6 ottobre 2011

FerroVecchio

‎"L’unico modo di fare un gran bel lavoro è amare quello che fate."

Steve Jobs


Per me va bene così, otto ore al giorno al tavolo da stiro nel seminterrato in cambio di una busta con dieci pezzi da cinquanta a fine mese.

"Già sbuffano i ferri" - dice il masto - "non possiamo metterci a sbuffare pure noi".
Neanche quando partono le centrifughe e tremano le pareti del locale.
Neanche alle tre del pomeriggio che pare un bagno turco con tutto quel vapore.
Neanche quando arrivano i carichi dei matrimoni dagli alberghi e si finisce a mezzanotte.
C'è la fila di polacche fuori alla porta.

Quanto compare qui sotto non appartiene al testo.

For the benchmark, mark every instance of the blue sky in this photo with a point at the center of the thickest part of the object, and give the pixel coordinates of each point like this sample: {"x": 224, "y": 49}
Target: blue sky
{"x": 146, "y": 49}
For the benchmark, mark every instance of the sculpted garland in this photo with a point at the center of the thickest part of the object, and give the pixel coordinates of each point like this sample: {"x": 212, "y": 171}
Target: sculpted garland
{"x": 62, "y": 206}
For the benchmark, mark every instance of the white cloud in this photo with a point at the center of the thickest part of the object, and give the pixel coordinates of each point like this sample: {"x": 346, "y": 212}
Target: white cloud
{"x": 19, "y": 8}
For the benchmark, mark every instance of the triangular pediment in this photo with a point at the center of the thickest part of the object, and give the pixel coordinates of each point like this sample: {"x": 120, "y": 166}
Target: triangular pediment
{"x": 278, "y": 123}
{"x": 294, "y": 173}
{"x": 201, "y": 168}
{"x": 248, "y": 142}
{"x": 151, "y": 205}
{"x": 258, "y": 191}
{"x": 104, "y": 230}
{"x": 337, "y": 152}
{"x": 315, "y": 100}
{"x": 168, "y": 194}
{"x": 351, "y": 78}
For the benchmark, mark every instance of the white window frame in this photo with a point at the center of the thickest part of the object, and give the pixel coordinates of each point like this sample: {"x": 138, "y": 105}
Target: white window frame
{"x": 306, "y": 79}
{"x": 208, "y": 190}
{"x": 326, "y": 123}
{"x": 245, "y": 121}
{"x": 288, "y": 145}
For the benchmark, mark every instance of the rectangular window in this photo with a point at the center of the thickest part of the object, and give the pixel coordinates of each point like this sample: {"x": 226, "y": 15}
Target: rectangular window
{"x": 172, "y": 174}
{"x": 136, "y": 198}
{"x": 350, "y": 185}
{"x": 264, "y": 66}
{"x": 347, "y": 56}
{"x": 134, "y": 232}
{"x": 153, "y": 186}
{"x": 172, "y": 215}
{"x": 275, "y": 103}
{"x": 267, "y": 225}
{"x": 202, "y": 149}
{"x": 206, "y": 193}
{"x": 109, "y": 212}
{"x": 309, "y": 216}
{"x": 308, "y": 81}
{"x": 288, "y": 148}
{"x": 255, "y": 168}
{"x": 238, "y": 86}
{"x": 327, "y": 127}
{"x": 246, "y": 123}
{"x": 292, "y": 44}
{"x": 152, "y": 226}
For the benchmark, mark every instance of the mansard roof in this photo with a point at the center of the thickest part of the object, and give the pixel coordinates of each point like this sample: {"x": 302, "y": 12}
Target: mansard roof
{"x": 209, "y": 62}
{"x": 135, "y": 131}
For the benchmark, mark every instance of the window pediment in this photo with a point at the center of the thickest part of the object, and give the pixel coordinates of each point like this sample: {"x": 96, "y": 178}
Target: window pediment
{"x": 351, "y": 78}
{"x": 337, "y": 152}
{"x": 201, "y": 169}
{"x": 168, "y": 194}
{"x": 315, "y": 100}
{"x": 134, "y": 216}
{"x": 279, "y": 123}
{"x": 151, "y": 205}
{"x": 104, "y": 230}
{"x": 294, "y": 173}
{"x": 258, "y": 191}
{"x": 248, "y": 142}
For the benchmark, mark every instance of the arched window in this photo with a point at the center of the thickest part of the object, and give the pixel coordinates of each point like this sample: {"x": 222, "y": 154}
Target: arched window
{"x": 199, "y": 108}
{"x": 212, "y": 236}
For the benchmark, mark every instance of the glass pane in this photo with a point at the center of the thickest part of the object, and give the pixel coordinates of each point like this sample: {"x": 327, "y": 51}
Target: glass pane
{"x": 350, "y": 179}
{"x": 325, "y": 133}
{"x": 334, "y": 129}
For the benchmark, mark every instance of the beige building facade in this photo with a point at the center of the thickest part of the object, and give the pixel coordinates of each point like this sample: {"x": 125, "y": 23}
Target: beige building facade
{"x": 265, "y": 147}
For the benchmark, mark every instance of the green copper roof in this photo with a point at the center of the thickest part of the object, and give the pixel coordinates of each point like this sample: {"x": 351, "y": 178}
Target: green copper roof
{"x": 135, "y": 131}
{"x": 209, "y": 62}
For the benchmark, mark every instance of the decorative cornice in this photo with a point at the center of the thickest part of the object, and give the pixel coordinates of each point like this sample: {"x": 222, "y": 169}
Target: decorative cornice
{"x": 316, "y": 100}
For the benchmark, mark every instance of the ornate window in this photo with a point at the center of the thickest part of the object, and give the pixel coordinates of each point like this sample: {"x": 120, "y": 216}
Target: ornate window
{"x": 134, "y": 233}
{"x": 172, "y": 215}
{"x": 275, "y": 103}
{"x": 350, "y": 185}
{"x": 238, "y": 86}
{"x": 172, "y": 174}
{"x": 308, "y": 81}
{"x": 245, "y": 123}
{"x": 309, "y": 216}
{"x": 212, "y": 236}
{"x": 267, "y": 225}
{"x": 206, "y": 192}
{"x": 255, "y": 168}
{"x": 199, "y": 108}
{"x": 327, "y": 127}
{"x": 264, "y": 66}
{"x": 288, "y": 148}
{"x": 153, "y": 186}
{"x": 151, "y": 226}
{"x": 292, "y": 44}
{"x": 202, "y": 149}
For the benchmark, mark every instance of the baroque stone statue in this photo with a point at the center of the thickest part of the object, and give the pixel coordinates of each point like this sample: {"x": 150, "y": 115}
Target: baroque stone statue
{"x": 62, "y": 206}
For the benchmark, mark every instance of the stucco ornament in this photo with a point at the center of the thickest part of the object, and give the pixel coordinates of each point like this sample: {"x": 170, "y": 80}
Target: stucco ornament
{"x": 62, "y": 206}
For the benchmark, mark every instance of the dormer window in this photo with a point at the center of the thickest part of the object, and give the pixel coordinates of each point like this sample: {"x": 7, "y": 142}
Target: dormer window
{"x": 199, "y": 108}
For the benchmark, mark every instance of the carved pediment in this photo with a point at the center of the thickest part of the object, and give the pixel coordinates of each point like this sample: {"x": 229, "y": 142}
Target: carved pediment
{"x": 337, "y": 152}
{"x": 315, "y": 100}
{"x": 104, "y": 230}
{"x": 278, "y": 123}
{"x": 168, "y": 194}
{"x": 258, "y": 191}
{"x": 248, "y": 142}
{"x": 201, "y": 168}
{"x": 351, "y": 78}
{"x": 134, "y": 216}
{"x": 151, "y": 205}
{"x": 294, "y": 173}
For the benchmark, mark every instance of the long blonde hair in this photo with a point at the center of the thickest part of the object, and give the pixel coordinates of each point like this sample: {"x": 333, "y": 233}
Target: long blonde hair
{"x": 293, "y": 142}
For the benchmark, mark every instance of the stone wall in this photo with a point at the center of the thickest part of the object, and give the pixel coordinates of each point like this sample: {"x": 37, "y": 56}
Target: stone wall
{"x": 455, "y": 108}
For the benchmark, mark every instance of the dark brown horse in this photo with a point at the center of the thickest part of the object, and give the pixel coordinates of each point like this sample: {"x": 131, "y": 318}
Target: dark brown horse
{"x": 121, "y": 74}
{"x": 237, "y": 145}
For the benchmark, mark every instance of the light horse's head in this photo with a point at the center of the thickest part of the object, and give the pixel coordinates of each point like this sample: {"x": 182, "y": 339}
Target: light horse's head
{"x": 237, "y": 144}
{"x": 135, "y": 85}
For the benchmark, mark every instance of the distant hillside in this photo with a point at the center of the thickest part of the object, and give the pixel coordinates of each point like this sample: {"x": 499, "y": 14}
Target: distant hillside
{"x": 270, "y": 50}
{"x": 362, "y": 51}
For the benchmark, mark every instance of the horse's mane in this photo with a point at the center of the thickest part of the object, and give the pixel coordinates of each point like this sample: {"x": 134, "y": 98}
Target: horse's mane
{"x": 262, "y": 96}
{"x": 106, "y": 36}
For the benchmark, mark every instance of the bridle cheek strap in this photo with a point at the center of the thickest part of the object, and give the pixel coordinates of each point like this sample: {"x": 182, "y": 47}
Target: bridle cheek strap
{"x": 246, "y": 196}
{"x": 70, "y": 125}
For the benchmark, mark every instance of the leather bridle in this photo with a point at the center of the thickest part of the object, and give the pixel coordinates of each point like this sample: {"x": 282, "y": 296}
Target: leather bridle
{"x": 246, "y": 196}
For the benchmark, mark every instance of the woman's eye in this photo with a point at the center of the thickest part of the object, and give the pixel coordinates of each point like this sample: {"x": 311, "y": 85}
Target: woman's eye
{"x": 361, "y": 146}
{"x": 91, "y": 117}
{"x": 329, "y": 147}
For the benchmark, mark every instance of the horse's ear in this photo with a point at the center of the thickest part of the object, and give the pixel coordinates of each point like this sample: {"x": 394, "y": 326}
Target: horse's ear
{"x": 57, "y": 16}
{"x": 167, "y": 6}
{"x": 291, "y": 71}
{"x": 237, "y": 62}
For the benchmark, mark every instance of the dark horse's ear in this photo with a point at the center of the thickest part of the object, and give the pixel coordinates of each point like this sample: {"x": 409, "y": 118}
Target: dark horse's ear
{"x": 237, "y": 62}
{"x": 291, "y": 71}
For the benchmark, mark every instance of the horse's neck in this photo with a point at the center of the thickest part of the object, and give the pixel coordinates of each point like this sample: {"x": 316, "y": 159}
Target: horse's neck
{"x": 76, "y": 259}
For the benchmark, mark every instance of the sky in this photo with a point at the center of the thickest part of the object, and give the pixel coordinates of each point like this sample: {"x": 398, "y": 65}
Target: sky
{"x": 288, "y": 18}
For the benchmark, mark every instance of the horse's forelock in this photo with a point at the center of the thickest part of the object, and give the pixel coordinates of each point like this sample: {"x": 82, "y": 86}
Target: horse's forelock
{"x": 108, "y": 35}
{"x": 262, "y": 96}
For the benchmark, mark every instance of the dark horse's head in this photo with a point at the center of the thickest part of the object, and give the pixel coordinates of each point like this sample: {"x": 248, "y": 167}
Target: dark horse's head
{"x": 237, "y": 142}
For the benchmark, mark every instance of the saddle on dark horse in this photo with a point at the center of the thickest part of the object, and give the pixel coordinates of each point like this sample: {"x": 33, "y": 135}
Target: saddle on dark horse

Io non sbuffo e con il ferro percorro chilometri di tovaglie e asciugamani.
Le prime della giornata mi gratificano sempre: pare quasi di cercare l'ordine in mezzo a quell'insieme di pieghe e sgualciture.
Poi, dopo un po', mi annoio, inizio a sudare, la vista si affatica per colpa dei neon...
Allora vado avanti "in automatico", pausa su pausa, fino a fine turno.
Ma senza mai rallentare, nè lamentarmi.
C'è la fila di ucraine fuori alla porta.

La sera mi porto la vibrazione delle centrifughe fino a dentro al letto.
In più, da qualche mese, prendo regolarmente antidolorifici per la schiena, dovendo stare in piedi tutta la giornata.
Allora mi sale la paura di malattie improvvise, perchè so di non potermele permettere.
E mi viene pure il pensiero della pensione che non sto maturando.
Di nascosto mi chiedo se sia una condizione umana quella a cui mi sottopongo.

Poi penso che a tavola non ci metto la Dignità, e allora - rassegnandomi - trovo pace.
C'è la fila di cinesi fuori alla porta.


In memoria delle operaie cadute sul lavoro a Barletta.